Lent 2022

 

Lent 2022: Who Are the Just?

Justice

A Reflection for the Tuesday of the First Week of Lent 

Over the summer, I worked as an intern at a federal court office in New Haven. I spent two days a week reading briefs, summary orders and opinions, and in the end, I created a database of all of the cases that had been considered in that particular office. It was a rewarding summer, and I left the final day of the internship feeling newly endowed with knowledge of the legal profession.

But there were some concepts that evaded me, and one of those very starkly appears in today’s readings. In the Psalm, the response is: “From all their distress, God rescues the just.”

My question is: Who are the just? When I consider the term, I think first and foremost of a judge or an emperor, someone who stands behind a bench with a grave face, staring at a huddled accused far below them, doling out what could be called “justice.” It’s a lofty term, one that is difficult — at least for me — to apply to an everyday person.

But twenty-two years in the Catholic church have taught me that God does not only rescue the powerful and the mighty, and in fact there is a special place in his hand and heart for the complete opposite. “Just” may have etymological origins in “jus,” meaning law or right, but over time it has gained additional meanings: virtuous, moral, ethical, truthful and many more.
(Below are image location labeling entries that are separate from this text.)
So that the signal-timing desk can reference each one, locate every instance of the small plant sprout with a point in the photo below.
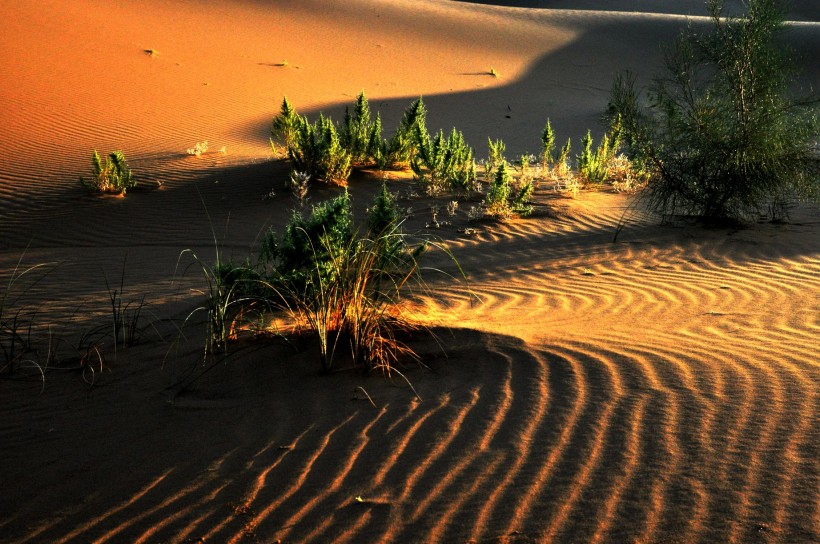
(299, 186)
(433, 224)
(198, 149)
(111, 175)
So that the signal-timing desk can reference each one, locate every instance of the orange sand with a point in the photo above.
(661, 389)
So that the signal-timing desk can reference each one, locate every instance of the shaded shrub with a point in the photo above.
(594, 166)
(404, 144)
(301, 256)
(357, 131)
(443, 163)
(318, 151)
(285, 127)
(722, 134)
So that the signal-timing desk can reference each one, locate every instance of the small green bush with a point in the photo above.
(403, 146)
(301, 256)
(594, 166)
(444, 163)
(357, 131)
(285, 127)
(494, 159)
(111, 175)
(547, 145)
(318, 151)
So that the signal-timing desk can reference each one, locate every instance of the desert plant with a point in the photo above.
(593, 166)
(443, 163)
(111, 175)
(403, 146)
(285, 127)
(299, 183)
(497, 199)
(494, 158)
(724, 135)
(299, 255)
(562, 162)
(199, 148)
(17, 318)
(318, 151)
(547, 145)
(357, 130)
(125, 316)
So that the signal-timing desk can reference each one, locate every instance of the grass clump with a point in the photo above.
(723, 134)
(344, 287)
(17, 319)
(111, 175)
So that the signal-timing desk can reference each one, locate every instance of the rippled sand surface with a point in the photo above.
(662, 388)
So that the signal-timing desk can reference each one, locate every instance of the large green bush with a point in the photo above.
(723, 134)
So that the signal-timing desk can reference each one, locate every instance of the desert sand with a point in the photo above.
(664, 388)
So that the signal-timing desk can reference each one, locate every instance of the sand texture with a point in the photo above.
(664, 388)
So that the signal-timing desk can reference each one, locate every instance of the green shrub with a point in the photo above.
(547, 145)
(318, 151)
(498, 194)
(494, 159)
(301, 256)
(111, 175)
(357, 131)
(724, 136)
(444, 163)
(403, 146)
(594, 166)
(285, 127)
(521, 197)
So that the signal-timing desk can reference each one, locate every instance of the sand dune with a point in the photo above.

These words have their own unique sets of complications, but they seem more attainable and more human than the image of power I described above, and this attainability gives me hope that we, too, can be just, and we, too, can be rescued from our distress. And of all of the words “just” is related to, I find “truthful” to be the most within our reach; we can get into arguments about what is virtuous, what is ethical and what is moral, but in the end, I think it seems wise to start at a place of truth. And as I journal during this season of Lent, I’ll start by laying out the truth of how I feel and how I act, and I’ll use that to help chart a path that will bring me closer to God.